Specifically, the number of parameters (Params) of M2CF-Net is less than TransUNet and HookNet, but more than UNet and MSNet. This is because TransUNet is based on the Transformer architecture and has more parameters than CNN, and the single-branch decoder makes the number of parameters of M2CF-Net less than HookNet. However, compared with the single-branch input network, the multi-branch encoder structure in M2CF-Net leads to a higher number of parameters.

In addition, after in-depth analysis,The study found that M2CF-Net performs well in processing images with blurred boundaries, small objects, and complex textures. As shown in the figure below, the segmentation results of M2CF-Net have more complex shapes, which is very consistent with the actual human annotations.

Visualization of feature maps and spatial attention in the cascade fusion blockGT represents the manual annotations by doctorsSA (f2) represents the spatial attention heatmap generated by feature map f2

Computer vision technology revolutionizes medical image segmentation

Medical image analysis is crucial for disease diagnosis. Computer technology can be used to accurately segment medical images and effectively identify lesions, human organs, and infected areas, thereby improving diagnostic efficiency. In recent years, thanks to the advancement of advanced technologies such as deep learning, medical image segmentation technology is rapidly shifting from manual operations to automated processing. Specially trained AI systems have now become an indispensable auxiliary tool for medical professionals.

Professor Tu Wei, Deputy Director of the Department of Rheumatology and Immunology, Tongji Hospital, Tongji Medical College, Huazhong University of Science and Technology,With more than 20 years of experience in the diagnosis and treatment of rheumatic and immune diseases, he has extensive experience in the diagnosis of Sjögren's syndrome. In this study, Professor Tu Wei deeply analyzed the pathological diagnosis process of Sjögren's syndrome, pointed out the key points that are easy to confuse, and demonstrated the diagnostic results in different situations through actual cases. After mastering the pathological diagnosis method of Sjögren's syndrome,Professor Lu Feng's team proposed using image segmentation technology in computer vision to address diagnostic challenges.The two parties have used advanced AI technology to open up a new path for the diagnosis of Sjögren's syndrome.
Professor Tu Wei's personal homepage:
https://www.tjh.com.cn/MedicalService/outpatient_doctor.html?codenum=101110

Professor Lu Feng's personal homepage:
http://faculty.hust.edu.cn/lufeng2/zh_CN/index.htm

In addition to the researchers mentioned above, there are many scientists dedicated to cutting-edge research in the intersection of medical imaging and AI.
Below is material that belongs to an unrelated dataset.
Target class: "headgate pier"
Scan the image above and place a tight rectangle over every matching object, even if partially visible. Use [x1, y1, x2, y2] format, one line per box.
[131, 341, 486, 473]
For example, a team from the Massachusetts Institute of Technology's Computer Science and Artificial Intelligence Laboratory (MIT CSAIL), in collaboration with researchers from Massachusetts General Hospital and Harvard Medical School, proposed a general model, ScribblePrompt, for interactive biomedical image segmentation.This neural network-based segmentation tool not only supports annotators using different annotation methods such as scribbles, clicks, and bounding boxes to perform flexible biomedical image segmentation tasks, but also performs well for untrained labels and image types.

I believe that as more advanced technologies are developed and applied in clinical practice, multiple medical branches such as oncology and neurology will benefit, and the field of medical image analysis will usher in a brighter development prospect.